Geographisch- historisch woordenboek

Servaas de Bruin, D. Noothoven van Goor (1869)

Gepubliceerd op 21-10-2021

Beauchamp

betekenis & definitie

(Joseph), geb. 1752 te Vésoul, gest. 19 Nov. 1801 te Nizza, beroemd sterrekundige en reiziger, die veel gedaan heeft voor de wetenschap; hij had Perzië en Turkije bereisd; werd, na groote miskenning van de fransche republiek te hebben ondervonden, eindelijk als fransch consul naar Arabiê gezonden, en kwam in het laatst van 1797 te Constantinopel aan ; in 1798 werd hij naar Egypte ontboden door Bonaparte, en door dezen met vredesvoorslagen naar Constantinopel teruggezonden ; doch hij werd met eenige anderen door de Engelschen gevangen genomen en overgeleverd aan de Turken, die hem drie jaren opgesloten hielden in een kasteel, waaruit hij eerst kort voor zijnen dood, en reeds ziek zijnde, op vrije voeten werd gesteld.
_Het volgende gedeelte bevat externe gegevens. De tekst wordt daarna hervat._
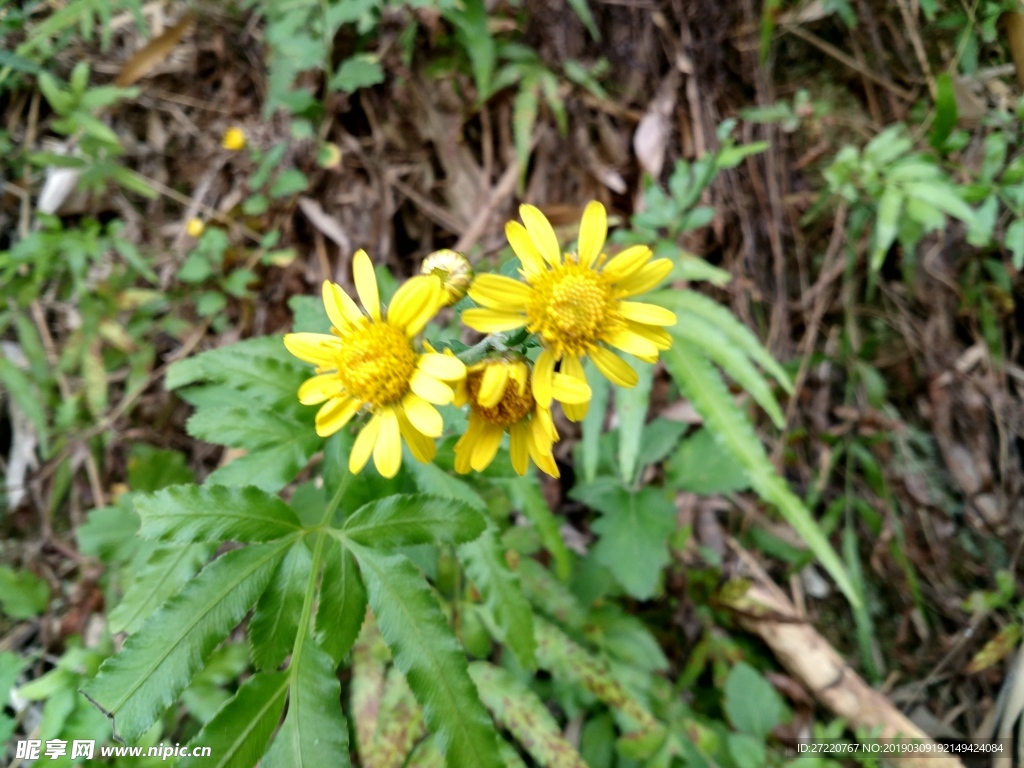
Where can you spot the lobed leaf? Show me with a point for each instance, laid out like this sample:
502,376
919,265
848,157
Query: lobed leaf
407,519
275,621
428,653
716,346
214,513
521,713
702,385
488,570
342,604
635,526
314,732
166,571
727,324
155,665
239,733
(Alphonse de), fransch letterkundige, geb. 1767 te Monaco, gest. 1832, diende eerst bij de troepen van den koning van Sardinië. Tijdens de omwenteling keerde hij naar Frankrijk terug, waar hij eenige ondergeschikte betrekkingen vervulde, doch zich bijna uitsluitend aan de letterkunde toewijdde. Zijn belangrijkste werk is de Histoire de la Vendée (3 dln., 1806; dikwijls herdrukt).